Kinetics of DNA Adducts and Abasic Site Formation in Tissues of Mice Treated with a Nitrogen Mustard

Nitrogen mustards (NM) are an important class of chemotherapeutic drugs used in the treatment of malignant tumors. The accepted mechanism of action of NM is through the alkylation of DNA bases. NM-adducts block DNA replication in cancer cells by forming cytotoxic DNA interstrand cross-links. We previously characterized several adducts formed by reaction of bis(2-chloroethyl)ethylamine (NM) with calf thymus (CT) DNA and the MDA-MB-231 mammary tumor cell line. The monoalkylated N7-guanine (NM-G) adduct and its cross-link (G-NM-G) were major lesions. The cationic NM-G undergoes a secondary reaction through depurination to form an apurinic (AP) site or reacts with hydroxide to yield the stable ring-opened N5-substituted formamidopyrimidine (NM-FapyG) adduct. Both of these lesions are mutagenic and may contribute to secondary tumor development, a major clinical limitation of NM chemotherapy. We established a kinetic model with NM-treated female mice and measured the rates of formation and removal of NM-DNA adducts and AP sites.
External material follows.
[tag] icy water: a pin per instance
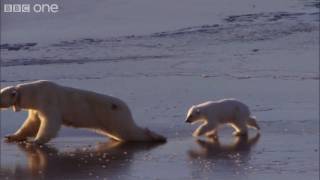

We employed liquid chromatography-mass spectrometry (LC-MS) to measure NM-G, G-NM-G, and NM-Fapy-G adducts in liver, lung, and spleen over 168 h. NM-G reached a maximum level within 6 h in all organs and then rapidly declined. The G-NM-G cross-link and NMFapyG were more persistent with half-lives over three-times longer than NM-G. We quantified AP site lesions in the liver and showed that NM treatment increased AP site levels by 3.7-fold over the basal levels at 6 h. The kinetics of AP site repair closely followed the rate of removal of NM-G; however, AP sites remained 1.3-fold above basal levels 168 h post-treatment with NM. Our data provide new insights into NM-induced DNA damage and biological processing in vivo. The quantitative measurement of the spectrum of NM adducts and AP sites can serve as biomarkers in the design and assessment of the efficacy of novel chemotherapeutic regimens.